25.1.18

O paço dos embuçados

Eels, “Flyswatter” (live at Jools Holland), in https://www.youtube.com/watch?v=jyFP6HbnGao    
O paço está deserto. As pedras gastas em que assenta o chão só conhecem a presença da humidade noturna. Ao longe, numa viela sobranceira ao paço, um vulto furtivo parece esconder-se. A julgar pelo errático movimento da sombra, dir-se-ia ter uma coisa importante a esconder dos outros olhos. Mas não havia nenhum olhar disponível para atormentar o vulto.
Dentro das casas, as pessoas procuram refúgio contra a noite que açambarca as almas. Conhecem-se uns exemplos quantos de almas trespassadas pela vulgata da noite. Quando queriam regressar à vontade que fora sua, já não foram a tempo. A noite – os seus apetites, os seus fantasmas – tinha roubado o conteúdo dessas almas. Por isso, as ruas ficam quase desertas quando a noite se instala. Faz-se constar que as exceções são os embuçados que se juntam no paço. A páginas tantas, as pessoas concordaram sobre a nova toponímia do local: agora o paço é o paço dos embuçados (para grande tristeza do arcebispo que dantes emprestara o nome ao paço, provavelmente debatendo-se no túmulo contra a expropriação da toponímia).

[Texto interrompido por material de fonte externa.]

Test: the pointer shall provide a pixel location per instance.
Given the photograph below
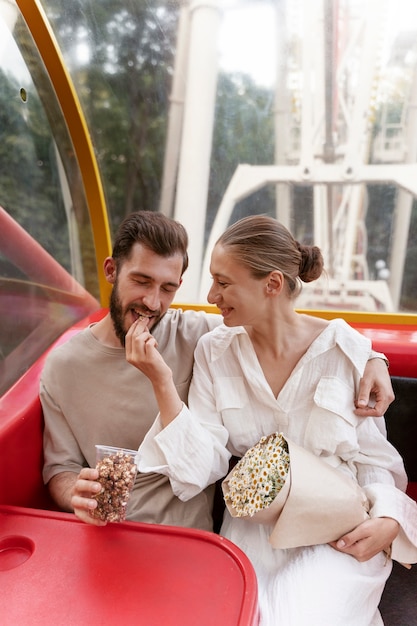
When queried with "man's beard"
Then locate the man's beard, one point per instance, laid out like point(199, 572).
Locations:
point(116, 314)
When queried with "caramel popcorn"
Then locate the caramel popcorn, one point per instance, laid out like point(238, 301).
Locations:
point(117, 474)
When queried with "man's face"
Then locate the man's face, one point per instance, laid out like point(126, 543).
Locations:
point(145, 285)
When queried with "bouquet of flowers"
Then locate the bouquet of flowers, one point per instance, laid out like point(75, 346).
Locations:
point(305, 500)
point(258, 477)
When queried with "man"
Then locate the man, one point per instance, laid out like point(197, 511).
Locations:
point(91, 395)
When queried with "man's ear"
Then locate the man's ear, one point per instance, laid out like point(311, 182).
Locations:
point(109, 267)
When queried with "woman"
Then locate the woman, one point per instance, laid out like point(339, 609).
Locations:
point(268, 369)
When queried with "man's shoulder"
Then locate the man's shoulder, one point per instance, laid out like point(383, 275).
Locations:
point(69, 349)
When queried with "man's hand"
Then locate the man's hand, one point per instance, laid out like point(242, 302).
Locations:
point(83, 492)
point(375, 391)
point(369, 538)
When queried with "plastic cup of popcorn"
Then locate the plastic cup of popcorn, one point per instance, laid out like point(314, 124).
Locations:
point(117, 472)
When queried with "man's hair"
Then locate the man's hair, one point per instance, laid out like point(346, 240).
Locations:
point(155, 231)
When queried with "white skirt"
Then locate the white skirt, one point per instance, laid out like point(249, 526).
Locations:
point(313, 586)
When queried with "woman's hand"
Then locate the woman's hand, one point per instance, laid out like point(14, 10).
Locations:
point(369, 538)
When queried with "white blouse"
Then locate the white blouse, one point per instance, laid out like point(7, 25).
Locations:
point(231, 406)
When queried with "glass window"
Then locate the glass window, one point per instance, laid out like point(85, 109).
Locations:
point(178, 95)
point(44, 267)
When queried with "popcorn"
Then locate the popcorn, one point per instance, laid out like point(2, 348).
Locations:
point(117, 471)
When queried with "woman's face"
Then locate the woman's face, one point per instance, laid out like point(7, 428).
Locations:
point(239, 296)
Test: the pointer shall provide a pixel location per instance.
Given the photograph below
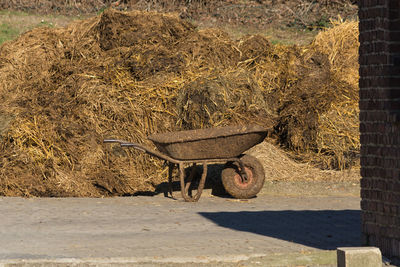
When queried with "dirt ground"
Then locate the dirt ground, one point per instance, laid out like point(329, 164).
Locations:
point(294, 21)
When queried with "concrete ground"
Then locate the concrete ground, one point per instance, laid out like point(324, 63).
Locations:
point(278, 228)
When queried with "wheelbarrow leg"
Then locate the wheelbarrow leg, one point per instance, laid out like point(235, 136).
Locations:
point(170, 170)
point(185, 187)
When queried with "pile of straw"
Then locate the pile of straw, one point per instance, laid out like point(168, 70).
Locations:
point(128, 75)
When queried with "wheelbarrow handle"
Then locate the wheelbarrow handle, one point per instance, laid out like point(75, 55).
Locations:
point(142, 148)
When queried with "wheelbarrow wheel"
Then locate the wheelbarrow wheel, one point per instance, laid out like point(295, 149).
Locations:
point(238, 187)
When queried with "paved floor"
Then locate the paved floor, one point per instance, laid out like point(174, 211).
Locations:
point(157, 230)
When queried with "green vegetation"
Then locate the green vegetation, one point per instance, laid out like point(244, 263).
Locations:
point(7, 32)
point(14, 23)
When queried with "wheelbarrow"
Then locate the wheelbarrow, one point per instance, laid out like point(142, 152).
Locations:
point(242, 176)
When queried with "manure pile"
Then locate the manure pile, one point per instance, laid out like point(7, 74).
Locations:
point(128, 75)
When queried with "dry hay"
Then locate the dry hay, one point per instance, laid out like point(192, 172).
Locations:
point(128, 75)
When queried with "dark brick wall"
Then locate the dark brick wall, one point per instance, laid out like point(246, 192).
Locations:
point(380, 123)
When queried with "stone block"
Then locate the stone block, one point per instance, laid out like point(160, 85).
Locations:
point(359, 257)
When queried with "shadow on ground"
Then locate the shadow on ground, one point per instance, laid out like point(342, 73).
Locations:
point(322, 229)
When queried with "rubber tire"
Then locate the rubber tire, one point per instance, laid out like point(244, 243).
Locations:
point(244, 191)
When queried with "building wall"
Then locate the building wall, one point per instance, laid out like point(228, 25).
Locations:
point(380, 123)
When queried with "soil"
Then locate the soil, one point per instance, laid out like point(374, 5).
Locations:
point(278, 18)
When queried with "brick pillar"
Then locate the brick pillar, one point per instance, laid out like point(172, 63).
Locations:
point(380, 123)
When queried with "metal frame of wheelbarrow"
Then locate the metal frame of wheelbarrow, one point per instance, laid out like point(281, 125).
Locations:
point(172, 162)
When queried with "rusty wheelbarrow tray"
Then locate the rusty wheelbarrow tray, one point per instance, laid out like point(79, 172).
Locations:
point(243, 175)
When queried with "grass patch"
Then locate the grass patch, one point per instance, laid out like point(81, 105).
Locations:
point(7, 32)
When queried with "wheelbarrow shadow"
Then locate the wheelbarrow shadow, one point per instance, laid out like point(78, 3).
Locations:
point(322, 229)
point(213, 182)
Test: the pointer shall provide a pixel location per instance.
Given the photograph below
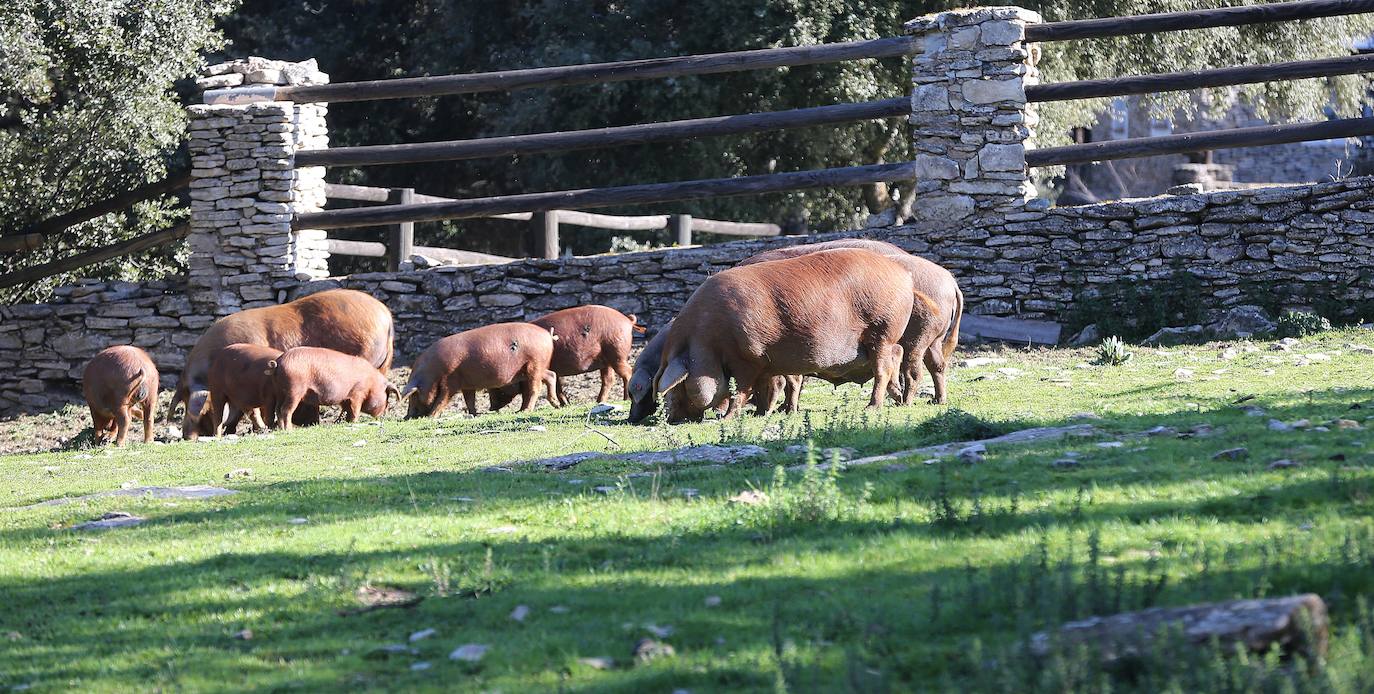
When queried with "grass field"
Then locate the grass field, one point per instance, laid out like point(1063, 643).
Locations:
point(919, 576)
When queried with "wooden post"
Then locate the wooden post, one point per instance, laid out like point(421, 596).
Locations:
point(680, 227)
point(543, 232)
point(400, 245)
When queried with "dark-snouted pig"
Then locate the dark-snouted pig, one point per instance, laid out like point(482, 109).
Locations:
point(241, 384)
point(118, 384)
point(831, 314)
point(338, 319)
point(482, 359)
point(590, 338)
point(319, 377)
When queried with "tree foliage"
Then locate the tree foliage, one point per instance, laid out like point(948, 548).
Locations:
point(88, 110)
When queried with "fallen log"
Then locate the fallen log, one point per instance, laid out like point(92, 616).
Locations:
point(1296, 624)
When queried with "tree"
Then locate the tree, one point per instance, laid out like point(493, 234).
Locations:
point(87, 110)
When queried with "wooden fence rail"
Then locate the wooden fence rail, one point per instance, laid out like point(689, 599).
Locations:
point(1240, 15)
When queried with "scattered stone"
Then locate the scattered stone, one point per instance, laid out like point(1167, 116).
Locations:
point(650, 649)
point(110, 520)
point(469, 653)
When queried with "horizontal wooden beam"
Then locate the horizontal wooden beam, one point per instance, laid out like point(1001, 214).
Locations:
point(113, 204)
point(1190, 142)
point(606, 197)
point(19, 242)
point(1238, 15)
point(735, 228)
point(591, 73)
point(94, 256)
point(595, 138)
point(1200, 79)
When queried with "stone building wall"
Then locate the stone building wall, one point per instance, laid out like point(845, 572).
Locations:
point(1033, 264)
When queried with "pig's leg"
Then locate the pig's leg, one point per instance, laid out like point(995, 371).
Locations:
point(937, 366)
point(607, 379)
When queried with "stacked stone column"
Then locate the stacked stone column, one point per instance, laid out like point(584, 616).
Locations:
point(245, 187)
point(969, 114)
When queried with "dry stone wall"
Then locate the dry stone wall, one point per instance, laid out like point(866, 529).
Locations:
point(1290, 241)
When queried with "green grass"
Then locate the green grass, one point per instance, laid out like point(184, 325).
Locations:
point(925, 577)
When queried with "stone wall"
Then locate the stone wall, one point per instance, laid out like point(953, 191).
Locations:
point(1036, 263)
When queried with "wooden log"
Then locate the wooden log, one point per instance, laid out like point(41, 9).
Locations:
point(737, 228)
point(1296, 624)
point(1200, 79)
point(679, 226)
point(401, 237)
point(116, 204)
point(595, 138)
point(1200, 140)
point(592, 73)
point(606, 197)
point(1240, 15)
point(19, 242)
point(94, 256)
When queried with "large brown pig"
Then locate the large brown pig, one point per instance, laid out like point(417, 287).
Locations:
point(121, 382)
point(926, 278)
point(830, 314)
point(590, 338)
point(318, 377)
point(241, 382)
point(338, 319)
point(482, 359)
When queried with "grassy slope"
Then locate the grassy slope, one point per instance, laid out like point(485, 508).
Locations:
point(880, 587)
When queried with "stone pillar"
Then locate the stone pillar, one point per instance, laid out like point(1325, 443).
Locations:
point(969, 113)
point(245, 187)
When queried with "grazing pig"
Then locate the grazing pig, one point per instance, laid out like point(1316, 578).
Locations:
point(588, 338)
point(338, 319)
point(482, 359)
point(833, 314)
point(121, 382)
point(241, 382)
point(323, 377)
point(926, 278)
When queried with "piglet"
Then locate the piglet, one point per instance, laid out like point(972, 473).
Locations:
point(482, 359)
point(121, 382)
point(241, 379)
point(316, 377)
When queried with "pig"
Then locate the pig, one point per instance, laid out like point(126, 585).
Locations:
point(833, 314)
point(590, 338)
point(340, 319)
point(482, 359)
point(323, 377)
point(241, 382)
point(926, 278)
point(120, 382)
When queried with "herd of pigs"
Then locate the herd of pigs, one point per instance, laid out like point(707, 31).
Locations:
point(845, 311)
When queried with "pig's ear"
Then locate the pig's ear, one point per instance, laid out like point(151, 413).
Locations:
point(672, 374)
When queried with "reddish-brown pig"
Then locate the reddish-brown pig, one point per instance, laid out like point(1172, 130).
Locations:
point(590, 338)
point(323, 377)
point(118, 384)
point(482, 359)
point(831, 314)
point(338, 319)
point(926, 278)
point(241, 382)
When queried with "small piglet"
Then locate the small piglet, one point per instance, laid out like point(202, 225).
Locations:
point(316, 377)
point(241, 379)
point(588, 338)
point(121, 382)
point(482, 359)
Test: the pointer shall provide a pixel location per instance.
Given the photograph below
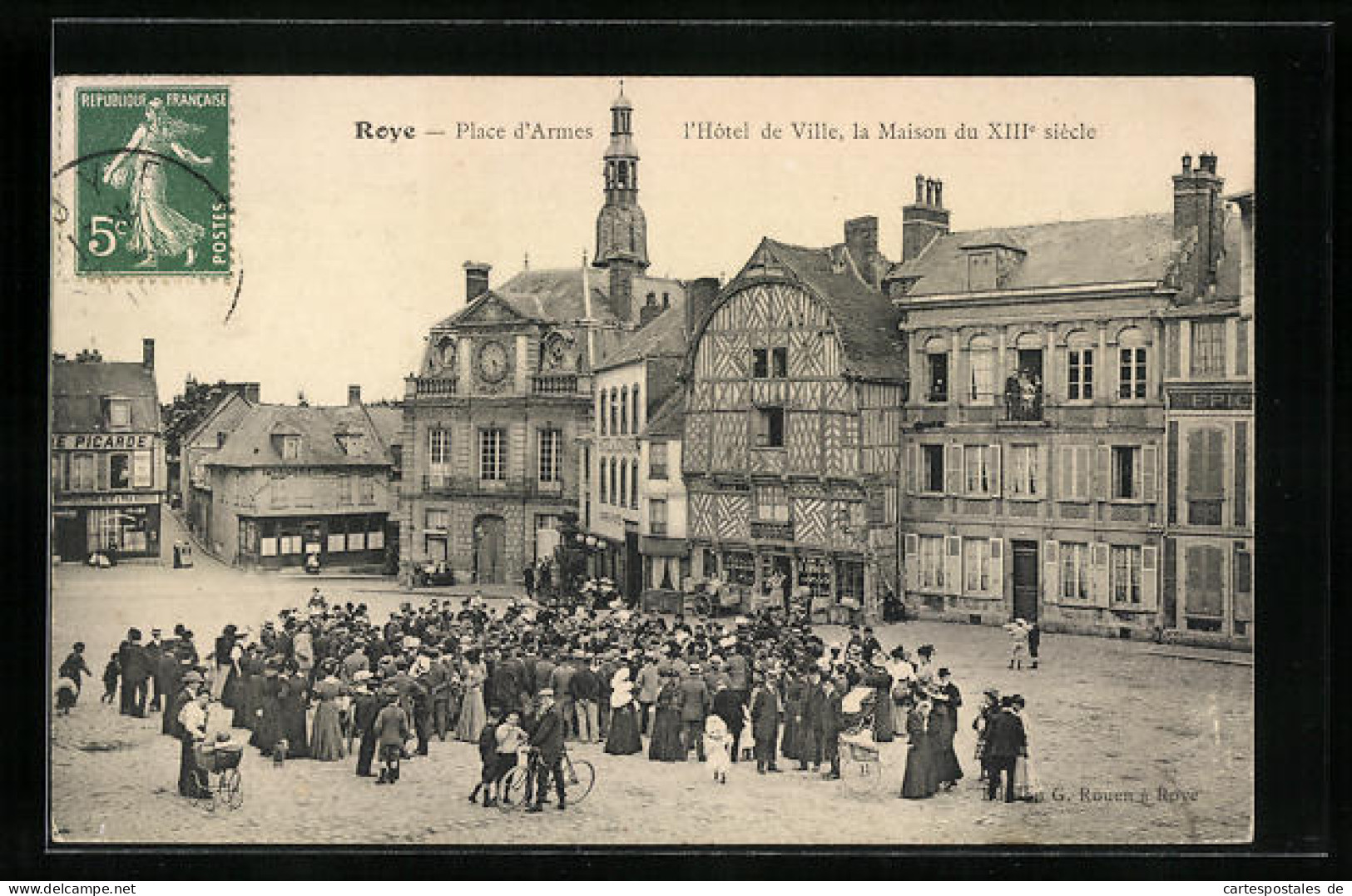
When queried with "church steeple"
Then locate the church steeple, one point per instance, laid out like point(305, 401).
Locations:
point(621, 227)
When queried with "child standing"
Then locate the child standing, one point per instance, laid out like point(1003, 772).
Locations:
point(487, 759)
point(512, 740)
point(110, 680)
point(718, 744)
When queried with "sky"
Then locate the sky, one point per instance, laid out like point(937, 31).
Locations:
point(348, 249)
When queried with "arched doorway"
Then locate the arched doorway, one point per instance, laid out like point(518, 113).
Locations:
point(490, 550)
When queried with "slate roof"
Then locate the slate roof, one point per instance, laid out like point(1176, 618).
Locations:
point(663, 337)
point(389, 421)
point(79, 389)
point(252, 443)
point(670, 419)
point(549, 296)
point(1059, 255)
point(865, 320)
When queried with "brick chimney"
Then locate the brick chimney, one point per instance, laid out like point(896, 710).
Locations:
point(622, 290)
point(476, 279)
point(861, 240)
point(699, 298)
point(924, 219)
point(1198, 220)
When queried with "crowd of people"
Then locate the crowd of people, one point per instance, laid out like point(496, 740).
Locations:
point(328, 680)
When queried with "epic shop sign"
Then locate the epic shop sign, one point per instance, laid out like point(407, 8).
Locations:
point(103, 441)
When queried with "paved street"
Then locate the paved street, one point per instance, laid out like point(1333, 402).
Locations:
point(1107, 720)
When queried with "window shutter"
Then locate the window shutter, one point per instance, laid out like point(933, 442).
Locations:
point(913, 549)
point(1101, 573)
point(1150, 473)
point(953, 469)
point(1052, 572)
point(1082, 472)
point(1150, 591)
point(952, 565)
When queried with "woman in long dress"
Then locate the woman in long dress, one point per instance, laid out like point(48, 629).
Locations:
point(268, 727)
point(666, 745)
point(326, 742)
point(295, 701)
point(623, 716)
point(473, 715)
point(157, 230)
point(919, 781)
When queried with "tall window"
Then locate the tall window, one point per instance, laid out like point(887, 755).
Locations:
point(980, 389)
point(82, 473)
point(937, 370)
point(930, 573)
point(977, 461)
point(1125, 463)
point(770, 428)
point(1125, 575)
point(657, 517)
point(1075, 571)
point(772, 503)
point(1131, 374)
point(493, 454)
point(119, 413)
point(932, 469)
point(438, 448)
point(1209, 348)
point(1205, 476)
point(1023, 480)
point(119, 471)
point(551, 458)
point(977, 565)
point(1079, 368)
point(657, 461)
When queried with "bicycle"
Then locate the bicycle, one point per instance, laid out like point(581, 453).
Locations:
point(579, 779)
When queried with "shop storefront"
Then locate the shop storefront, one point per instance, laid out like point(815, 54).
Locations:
point(348, 539)
point(106, 526)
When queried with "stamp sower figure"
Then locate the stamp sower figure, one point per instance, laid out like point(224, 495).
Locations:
point(157, 230)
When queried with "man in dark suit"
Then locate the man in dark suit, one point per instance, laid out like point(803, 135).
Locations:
point(1005, 742)
point(547, 738)
point(136, 671)
point(765, 725)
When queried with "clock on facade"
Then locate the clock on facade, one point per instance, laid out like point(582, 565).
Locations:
point(493, 361)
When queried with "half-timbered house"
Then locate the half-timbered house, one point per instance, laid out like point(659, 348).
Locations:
point(793, 426)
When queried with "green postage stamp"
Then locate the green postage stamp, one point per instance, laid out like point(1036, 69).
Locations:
point(153, 180)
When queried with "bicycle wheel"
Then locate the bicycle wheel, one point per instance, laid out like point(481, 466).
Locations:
point(582, 777)
point(514, 788)
point(231, 790)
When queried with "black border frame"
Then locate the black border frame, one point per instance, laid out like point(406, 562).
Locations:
point(1295, 822)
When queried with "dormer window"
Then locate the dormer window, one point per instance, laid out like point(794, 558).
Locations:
point(119, 413)
point(980, 270)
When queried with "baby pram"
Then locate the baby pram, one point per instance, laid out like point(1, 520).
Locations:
point(858, 710)
point(218, 770)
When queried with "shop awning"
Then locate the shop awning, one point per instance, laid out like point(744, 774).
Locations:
point(659, 547)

Os embuçados são como os vultos perenes que não transigem no vestuário negro. Diz-se que protege as suas silhuetas, fica mais difícil descobrir as suas identidades. Ou podia ser por outro motivo: os embuçados, gente terra-a-terra que dispensa a ingenuidade das superstições populares, construíram um cenário de que faz parte a indumentária negra como ingrediente do enigma sobre quem são. Os rumores galopam na inverosimilhança. Dos embuçados se diz serem uma fação da maçonaria, ou apenas um grupelho de adolescentes estroinas, ou gatunos em licença sabática, ou amazonas que se insurgem contra a dominação masculina, ou um grupo de violadores que decreta no paço as suas próximas vítimas, ou um punhado de gente bem-posta que esconde a preferência pela anarquia. O tempo rasante não caucionou resposta categórica. Os rumores continuam bem nutridos e com uma verve invejável.
A condizer com os rumores e a sua demoníaca feição, as pessoas narram as piores crueldades imputadas aos embuçados que se juntam no paço dos embuçados. Plágios de obras emblemáticas (como se não houvesse memória e a autoria fosse refeita), estupros, roubos avassaladores, o caos espalhado na cidade à medida que os embuçados percorrem estrepitosamente as suas ruas, paredes pintadas com medonhas profecias sobre o fim do mundo com data certa ou sobre uma invasão de assassinos extraterrestres, ou paredes pintadas desmentindo a existência da poesia. E os rumores continuam a trepar às costas do inverosímil: não há provas das transgressões, nem vítimas registando queixa em esquadras da polícia, nem o mundo acabou na data prevista, nem se confirmou a visitação de criaturas extraterrestres, e a poesia continua a aquecer as almas.
Não havia nada a temer: era só um teatro itinerante.